Easter and the Egg

My friend bemoaned the fact that her grandchildren knew nothing about the great Christian feast of Easter except that there were bunnies and chocolate eggs.

Watching television it’s hard not to agree with her, but then – optimists ever – we wondered if this search for eggs might not leave a lasting truth in the minds of those children.

An egg is such a miracle when I think about it.

When I gather the eggs each day and weigh them in my hand they’re perfect in shape and the wonder is that those birds can produce these things almost every day. That’s probably why they eye me in such a predatory way whenever I approach them. They need constant nourishment to produce the food that we eat!

The chick begins as a tiny dot of life, begins to draw nourishment from the yolk that surrounds it and emerges as a transformed body full of life.

That’s the way I think of this feast of the death of Jesus and the resurrection into the Christ body. Jesus, the risen Christ, emphasises this body when he asks for some fish to eat, when he breaks bread and gives it to the disciples and when he points to the presence of the wounds in his risen body, now become portals of life and grace.

Macarius, an early Christian monk, living close to what is now Syria in the fourth century C.E. describes the unity necessary between body and soul.

‘There is indeed a similarity between the body and the soul; between the things of the body and those that pertain to the soul; between those things that are outer and those that remain hidden.’ 

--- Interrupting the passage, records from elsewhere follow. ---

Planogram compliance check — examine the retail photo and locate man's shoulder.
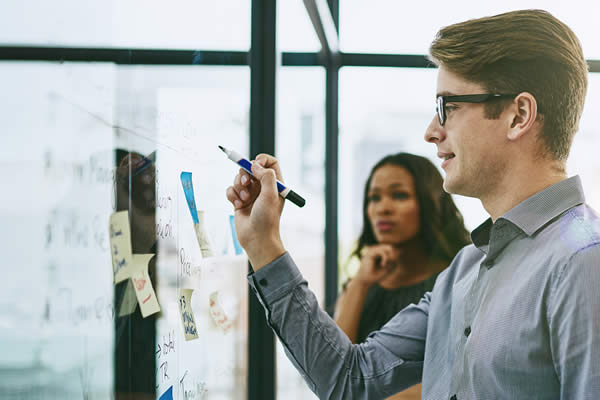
[539,203,600,255]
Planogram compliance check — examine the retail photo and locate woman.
[335,153,470,399]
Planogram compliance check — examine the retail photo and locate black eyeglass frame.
[435,93,518,126]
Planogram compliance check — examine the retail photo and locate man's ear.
[507,92,538,140]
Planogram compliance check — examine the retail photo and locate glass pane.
[0,62,115,399]
[277,1,321,52]
[115,67,250,399]
[0,62,249,399]
[567,73,600,211]
[0,0,250,50]
[338,67,488,282]
[340,0,600,59]
[276,67,325,400]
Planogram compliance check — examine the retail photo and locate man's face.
[425,67,508,198]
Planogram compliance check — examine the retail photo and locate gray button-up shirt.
[249,177,600,400]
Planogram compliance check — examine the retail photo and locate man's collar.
[501,175,585,236]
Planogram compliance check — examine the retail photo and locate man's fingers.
[225,186,244,210]
[252,153,283,182]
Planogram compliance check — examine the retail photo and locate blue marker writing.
[181,172,200,224]
[219,146,306,207]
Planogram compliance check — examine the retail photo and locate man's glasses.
[435,93,516,126]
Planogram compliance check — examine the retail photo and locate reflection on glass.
[116,67,249,399]
[276,67,325,400]
[0,63,115,399]
[0,0,251,51]
[340,0,600,59]
[0,63,249,400]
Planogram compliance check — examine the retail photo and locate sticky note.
[208,292,233,333]
[131,254,160,318]
[108,211,132,283]
[179,289,198,340]
[181,172,198,224]
[229,215,243,255]
[194,210,213,257]
[158,386,173,400]
[119,279,137,317]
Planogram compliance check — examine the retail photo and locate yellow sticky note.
[131,254,160,318]
[208,292,233,333]
[179,289,198,340]
[119,279,137,317]
[108,211,132,283]
[194,210,213,257]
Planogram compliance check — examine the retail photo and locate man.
[227,10,600,400]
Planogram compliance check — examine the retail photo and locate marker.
[219,146,306,207]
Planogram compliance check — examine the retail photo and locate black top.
[356,273,438,343]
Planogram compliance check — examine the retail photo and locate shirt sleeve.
[549,243,600,400]
[248,253,430,399]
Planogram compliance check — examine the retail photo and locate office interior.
[0,0,600,400]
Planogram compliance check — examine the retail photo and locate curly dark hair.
[352,153,471,263]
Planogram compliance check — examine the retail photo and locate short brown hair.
[429,10,588,161]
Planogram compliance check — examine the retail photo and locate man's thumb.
[252,162,277,193]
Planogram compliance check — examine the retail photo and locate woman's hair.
[352,153,471,263]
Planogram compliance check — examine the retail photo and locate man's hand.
[227,154,285,271]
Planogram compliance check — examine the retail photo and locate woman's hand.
[352,244,400,286]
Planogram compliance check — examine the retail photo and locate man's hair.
[429,10,588,161]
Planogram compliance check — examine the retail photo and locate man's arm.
[548,243,600,400]
[334,279,369,343]
[249,253,429,399]
[227,154,429,399]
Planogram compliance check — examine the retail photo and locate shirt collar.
[503,175,585,236]
[471,175,585,248]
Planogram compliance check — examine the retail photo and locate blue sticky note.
[229,215,243,255]
[158,386,173,400]
[181,172,199,224]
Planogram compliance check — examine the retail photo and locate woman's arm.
[334,279,371,343]
[334,244,398,343]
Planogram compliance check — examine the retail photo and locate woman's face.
[367,164,421,244]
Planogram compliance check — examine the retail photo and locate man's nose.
[424,115,446,143]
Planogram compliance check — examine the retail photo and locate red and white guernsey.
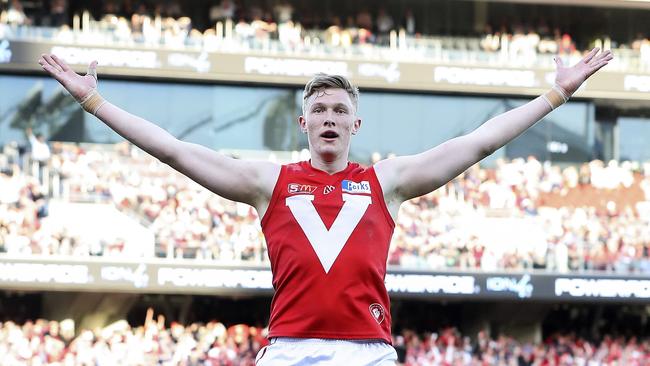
[262,161,395,343]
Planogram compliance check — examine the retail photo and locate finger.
[86,61,97,81]
[38,60,63,82]
[582,47,600,64]
[589,54,614,67]
[41,54,63,72]
[589,61,609,76]
[598,50,614,61]
[52,54,70,71]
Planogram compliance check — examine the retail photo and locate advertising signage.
[0,39,650,100]
[0,258,650,303]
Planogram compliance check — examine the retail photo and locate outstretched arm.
[375,48,612,209]
[39,55,280,216]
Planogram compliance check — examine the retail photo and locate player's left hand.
[555,47,614,96]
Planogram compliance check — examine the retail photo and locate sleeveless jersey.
[261,161,395,343]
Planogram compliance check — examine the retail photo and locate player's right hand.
[38,54,97,101]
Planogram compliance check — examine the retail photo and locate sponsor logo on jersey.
[287,183,318,194]
[341,180,370,194]
[368,303,386,324]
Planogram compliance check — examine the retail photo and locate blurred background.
[0,0,650,365]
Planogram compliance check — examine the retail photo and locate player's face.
[298,89,361,161]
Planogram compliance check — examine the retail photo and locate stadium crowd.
[0,0,650,70]
[0,143,650,273]
[0,317,650,366]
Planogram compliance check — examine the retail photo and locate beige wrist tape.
[79,89,106,115]
[542,85,569,109]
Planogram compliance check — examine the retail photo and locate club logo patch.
[341,180,370,194]
[287,183,318,194]
[368,303,385,324]
[323,186,336,194]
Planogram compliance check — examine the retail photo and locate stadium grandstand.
[0,0,650,366]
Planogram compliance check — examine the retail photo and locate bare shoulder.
[248,161,282,218]
[251,161,282,198]
[374,156,408,220]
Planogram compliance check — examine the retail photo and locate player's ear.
[352,117,361,135]
[298,116,307,133]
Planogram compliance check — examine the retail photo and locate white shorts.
[255,337,397,366]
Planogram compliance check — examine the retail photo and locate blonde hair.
[302,72,359,114]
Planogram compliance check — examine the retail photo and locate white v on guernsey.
[258,161,397,365]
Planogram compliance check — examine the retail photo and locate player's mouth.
[320,131,339,141]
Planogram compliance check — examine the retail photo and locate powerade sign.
[555,278,650,299]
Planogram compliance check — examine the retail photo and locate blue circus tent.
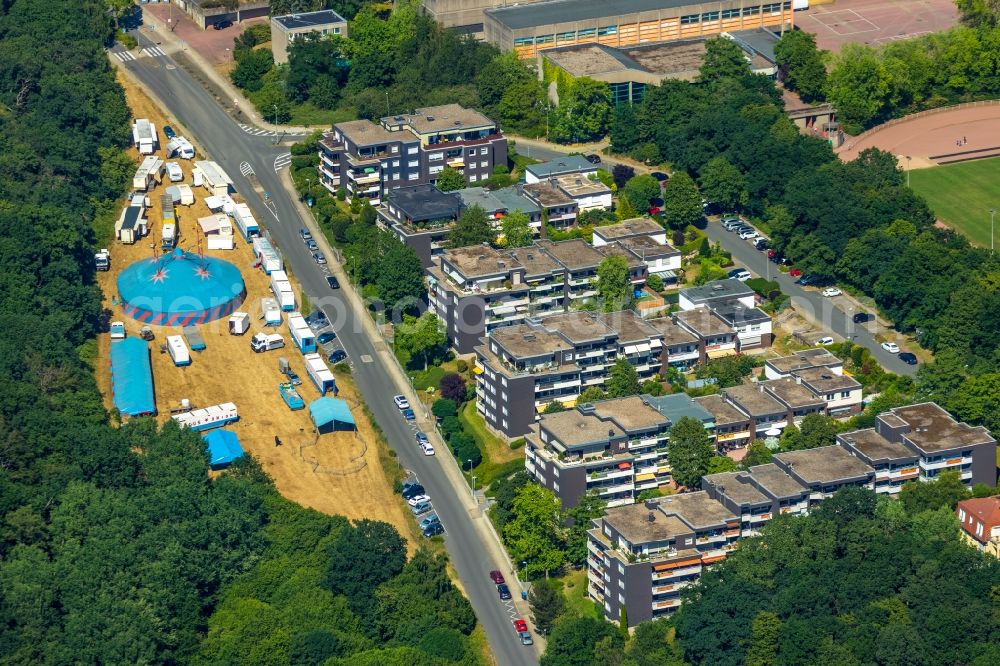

He goes on to describe how ‘the inner light and glory that shines splendidly from within the heart’  begins to flame up and spills over at times to be experienced in the body. This connection is so intimate that as well as the five senses through which the body lives, there will also awaken within us the five senses of the soul. The soul blends with ‘the eye by which it sees, the tongue through which it can communicate in words … for everyone should realise that there are eyes deeper within than these physical eyes and there is a hearing deeper within than this hearing.’ 28.5 (Macarius. Classics of Western Spirituality.)

Kallistos Ware, the Christian Orthodox writer, says that our vocation is not so much to save our soul as to become ‘spirit enfleshed … there is no salvation for the soul apart from the body; divinisation signifies the transformation of the total person, soul and body together.’ 

I suppose that is why the great religions emphasise the sacred nature of the body and the importance of our sensual life.

And this teaching also tells me of the importance of our relationship to this earth body from which we continually draw our sustenance: from the air, from water and from the sheer natural beauty of nature and the skies above.

Just as there is a similarity between body and soul, there is also a connection between our spirit-soul and the body of the earth. We do well when we become more aware and more caring for the body of the earth in which we live.

These are some of the messages of Easter and the great mystery of life, death and new life.